The online algorithm allows us to split this into batches. First, we avoid applying the denominator until the end, which we apply to the final output array.

Thus we focus only on updating the numerator, as well as the outputs computed from previous tiles. Let b be the old maximum index from prior batches.

exp(S[i,j]-S[i,a]) = exp(S[i,j]-S[i,b]+S[i,b]-S[i,a])
                   = exp(S[i,j]-S[i,b])*exp(S[i,b]-S[i,a])

To update old values, we simply scale them by the correction factor exp(S[i,b]-S[i,a]).

This requires keeping track of the rowmax values through the online algorithm, as well as the exponential sum which we use as the denominator at the end.

With this, we’re able to tile K' by columns. The Flash Attention 2 algorithm is essentially:

row_max = [-Inf for _ in range(seq_len)]
row_sum = [0 for _ in range(seq_len)]
O = matrix(seq_len, depth).fill(0)

for kv_start in range(0, num_keys, BN):
    block_range = range(kv_start, kv_start+BN)
    S = mask_function(Q @ K'[:, block_range]) # apply mask, e.g. CausalMask()
    old_rowmax = rowmax
    row_max = max(old_rowmax, rowmax(S))
    P = exp(S - row_max)
    correction = exp(old_rowmax - row_max)
    row_sum = row_sum * correction + rowsum(P)
    O = correction*O + P @ V[block_range, :]

O /= row_sum

Note that there is no communication across rows, therefore it is natural to block across seq_len. Doing this, the size of all temporaries is bounded; we pick values such that all temporaries (row_max, row_sum, S, P, and O) can be held in registers.

This avoids materializing the large array, and reading it to and from memory. Our only writes are the final answer at the end, and our only reads are the inputs, Q, K, and V.

An important special case is token generation. Using a KV-cache, we can save prior results, and future work uses seq_len=1, incrementally computing new results.

With this, we index our arrays using kv_head_idx, operating on group rows at a time.

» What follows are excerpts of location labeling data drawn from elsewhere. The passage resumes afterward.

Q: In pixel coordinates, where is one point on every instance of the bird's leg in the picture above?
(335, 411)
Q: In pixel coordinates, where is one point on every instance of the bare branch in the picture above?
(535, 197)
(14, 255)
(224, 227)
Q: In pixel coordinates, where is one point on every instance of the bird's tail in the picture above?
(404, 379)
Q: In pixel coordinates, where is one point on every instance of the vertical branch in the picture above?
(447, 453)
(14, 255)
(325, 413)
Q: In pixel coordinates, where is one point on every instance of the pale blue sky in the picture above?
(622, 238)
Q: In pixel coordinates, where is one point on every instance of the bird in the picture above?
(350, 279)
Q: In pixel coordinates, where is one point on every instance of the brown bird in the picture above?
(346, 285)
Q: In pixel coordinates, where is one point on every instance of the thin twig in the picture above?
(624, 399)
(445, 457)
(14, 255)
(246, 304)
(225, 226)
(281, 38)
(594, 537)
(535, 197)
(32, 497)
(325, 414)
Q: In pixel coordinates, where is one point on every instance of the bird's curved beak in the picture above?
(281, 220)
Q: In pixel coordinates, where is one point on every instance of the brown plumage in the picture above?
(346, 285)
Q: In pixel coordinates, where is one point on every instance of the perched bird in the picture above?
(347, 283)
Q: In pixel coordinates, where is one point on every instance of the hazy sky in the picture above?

Otherwise, the algorithm is similar.

Further optimizations include pipelining with buffering, e.g. using asynchronous copies of global to shared memory. This can help hide latency: while computing one iteration, we’re copying the data used num_pipeline_stages - 1 in advance.

Flash Attention 3

FA3 is Flash Attention 3, the flash attention algorithm specialized for the Hopper (sm90) architecture. Hopper adds asynchronous wgmma instructions, for computing matrix multiply @ operations asynchronously. It also adds shared-memory barriers and dynamic register allocation/deallocation, which allow for warp-specialization.

Warp group specialized kernels are also often referred to as “ping pong” kernels.

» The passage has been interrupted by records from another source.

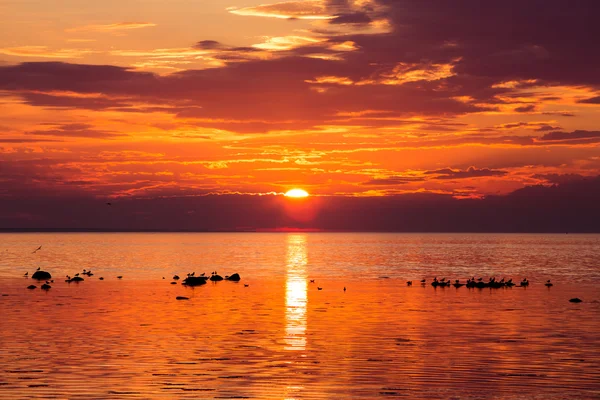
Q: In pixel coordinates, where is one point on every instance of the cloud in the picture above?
(76, 131)
(44, 52)
(393, 180)
(575, 135)
(471, 172)
(307, 9)
(591, 100)
(568, 207)
(360, 18)
(525, 109)
(116, 27)
(559, 178)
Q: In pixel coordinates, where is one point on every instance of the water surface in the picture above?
(283, 338)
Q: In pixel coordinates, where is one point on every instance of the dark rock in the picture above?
(576, 300)
(234, 278)
(41, 275)
(195, 280)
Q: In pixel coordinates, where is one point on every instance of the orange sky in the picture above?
(356, 98)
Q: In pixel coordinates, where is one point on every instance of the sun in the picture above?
(296, 193)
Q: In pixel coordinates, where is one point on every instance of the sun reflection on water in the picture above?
(295, 293)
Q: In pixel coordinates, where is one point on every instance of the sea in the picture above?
(314, 316)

One warp group specializes on launching asynchronous copies to shared memory (and deallocates most of its registers).

Others perform computation. The GPU’s execution can bounce or “ping pong” between them, while their operations asynchronously run in the background. By running two compute warp groups, we allow their matrix multiplies to overlap the softmax-related instructions such as exponentials, as these use separate units on the hardware that are able to fully run in parallel.

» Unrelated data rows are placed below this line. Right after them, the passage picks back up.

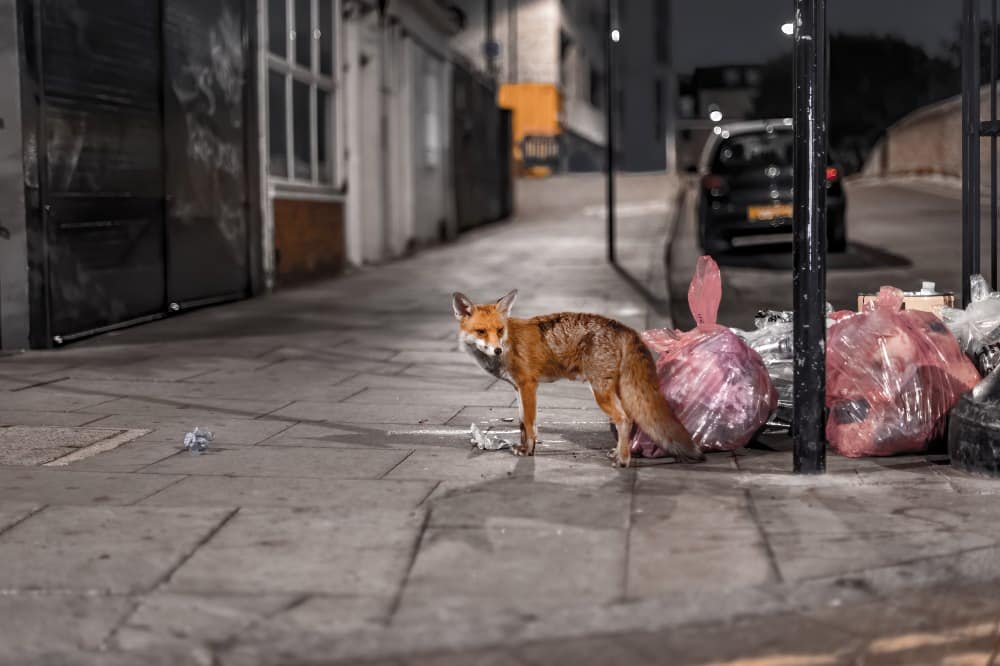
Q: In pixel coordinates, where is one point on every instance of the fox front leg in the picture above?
(526, 394)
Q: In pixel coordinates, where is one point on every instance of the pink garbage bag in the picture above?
(892, 375)
(717, 386)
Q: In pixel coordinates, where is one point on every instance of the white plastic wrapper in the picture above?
(977, 327)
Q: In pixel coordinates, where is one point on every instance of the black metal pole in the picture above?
(970, 144)
(993, 145)
(489, 48)
(610, 158)
(809, 273)
(512, 40)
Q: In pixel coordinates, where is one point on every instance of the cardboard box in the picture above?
(913, 300)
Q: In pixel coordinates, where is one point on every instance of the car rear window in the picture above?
(753, 149)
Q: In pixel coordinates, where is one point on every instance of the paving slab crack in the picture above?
(405, 458)
(772, 559)
(397, 599)
(165, 578)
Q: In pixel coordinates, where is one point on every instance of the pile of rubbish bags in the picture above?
(893, 374)
(717, 386)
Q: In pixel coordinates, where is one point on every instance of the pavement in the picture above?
(341, 515)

To further optimize within a warpgroup (which is also the only option for context decoding, where we don’t have enough rows to Q to divide it into two warpgroups), we can pipeline the loop above:

for kv_start in range(BN, num_keys, BN):
    # copy from `P` (f32 register tile) to a bf16 tile
    # this frees the f32 register tile for `S = Q @ K'[...]`
    S = Q @ K'[:, range(kv_start, kv_start+BN)]
    O += P @ V[range(kv_start-BN, kv_start), :] # from the previous iteration!
    S.wait()
    S = mask_function(S) # apply mask, e.g. CausalMask()
    old_rowmax = rowmax
    row_max = max(old_rowmax, rowmax(S))
    P = exp(S - row_max)
    correction = exp(old_rowmax - row_max)
    row_sum = row_sum * correction + rowsum(P)
    O.wait() # frees `bf16` register tile
    O = correction*O

# NOTE: the `P` in `P @ V` is a truncation to `bfloat16`, so the registers
#       do not alias `S` or `P` elsewhere; 

Now, the P @ V[subset, :] wgmma instructions are capable of overlapping the bulk of the vector instructions within a kernel, while all these operations additionally overlap the memory transfers handled by the other warp group.

This allows us to use a great deal of the hardware’s resources in parallel.